What about the definition of influence as it relates to machine-based entities like Google? As mentioned before, search engines are a tool for an individual to cut through the clutter of an infinite multithreaded data stream and find the most relevant “deep links” - published information – on a specific topic. They can also get relevant information from their social web of contacts (the social web, for short), but that tends to be more random, “shallower”, and less immediate. This suggests that the search engine, by its very nature, has influence, since its algorithm determines what is useful. The latest case of this is the recent change in Google’s algorithm to favor big brands (see Google’s Vince Update Produces Big Brand Rankings; Google Calls It A Trust “Change”), which I have been ranting about to anyone who will listen. Basically, Google has determined that “big brands” are a more authoritative source of information about themselves than third parties. But is that really true, say, in the case where a company’s product doesn’t work and bloggers are covering the fallout? How many times have I been hired by Fortune 500′s to push unfavorable comments about them off the first page of the SERPS, even though they were factually accurate? Now I don’t have to work as hard. Google is doing the work for me. And I’m sure that the fact that Google is trying to generate more Adwords revenue from big brands has nothing to do with it.

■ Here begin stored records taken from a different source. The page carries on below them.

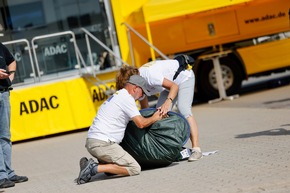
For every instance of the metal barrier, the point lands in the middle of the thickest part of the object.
(143, 39)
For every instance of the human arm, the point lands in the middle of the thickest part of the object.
(173, 90)
(144, 103)
(143, 122)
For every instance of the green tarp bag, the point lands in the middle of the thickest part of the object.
(159, 144)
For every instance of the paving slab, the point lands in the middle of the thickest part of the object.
(251, 134)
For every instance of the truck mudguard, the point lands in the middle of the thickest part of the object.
(159, 144)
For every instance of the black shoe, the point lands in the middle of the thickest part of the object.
(5, 183)
(83, 162)
(87, 172)
(18, 179)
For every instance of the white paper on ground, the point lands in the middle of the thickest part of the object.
(209, 153)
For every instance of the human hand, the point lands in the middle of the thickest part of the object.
(163, 109)
(157, 115)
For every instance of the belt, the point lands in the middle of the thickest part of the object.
(5, 89)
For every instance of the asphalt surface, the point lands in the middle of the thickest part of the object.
(251, 134)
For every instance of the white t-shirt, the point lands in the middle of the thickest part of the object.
(154, 72)
(113, 116)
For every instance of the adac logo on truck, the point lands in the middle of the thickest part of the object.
(42, 104)
(54, 50)
(98, 92)
(266, 17)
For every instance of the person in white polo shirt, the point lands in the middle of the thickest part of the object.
(175, 81)
(108, 129)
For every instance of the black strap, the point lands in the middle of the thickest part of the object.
(183, 61)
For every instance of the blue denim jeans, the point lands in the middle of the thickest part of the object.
(5, 142)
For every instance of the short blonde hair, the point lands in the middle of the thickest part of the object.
(124, 74)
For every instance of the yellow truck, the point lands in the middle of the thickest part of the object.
(62, 50)
(250, 37)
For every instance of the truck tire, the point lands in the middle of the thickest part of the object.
(206, 79)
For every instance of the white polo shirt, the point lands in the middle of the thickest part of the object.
(113, 116)
(155, 72)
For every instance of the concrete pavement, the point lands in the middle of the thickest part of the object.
(251, 134)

THAT is the influence of an algorithm. It is not about the power to persuade, per se. It is about the power to choose what is relevant to a conversation, based on some programmer’s (group of programmer’s) views of what relevance means. And no matter how much you can look to the research and say that you are following good Information Architecture design that is intended to be value neutral, it is impossible in reality to achieve that. It’s like asking a human to manually generate a random number – it isn’t possible. The bias can be consciously or unconsciously embedded in the algorithm, but it is there.
In other words, the search engine is like a trusted person – you can think of it as an avatar – that you also use to allow you to deal with the infinite information of the web. Only this trusted source goes deep into a subject with immediacy, rather than helping with your multigrazing. It is the Internet equivalent of a table of contents, whereas multigrazing is the Internet equivalent of speed reading. Add like a trusted friend, you give the gift of information back to the search engine in the form of your click behavior, which is one of the factors our current generation of search engines use to determine the relevance of specific documents. What is not the same in this relationship is that you cannot know what bias is built into the algorithm and how it changes over time, which it does many times without any notification by the major search engines.
So now we can go back and define influence in its online context. Influence is the ability to share relevant information with others who share a common interest or concern, in the hopes that they will, in turn, give the gift of information back to you. Human or avatar, it is the same definition. Both humans and search engines have their biases they bring to the conversation. The only difference is you probably know something about the inherent biases of your friends or trusted human sources, whereas with a search engine you can only infer it, and even then it changes so often that effectively the bias can’t be known.
That’s it. So what do you think of that logic? Please tell.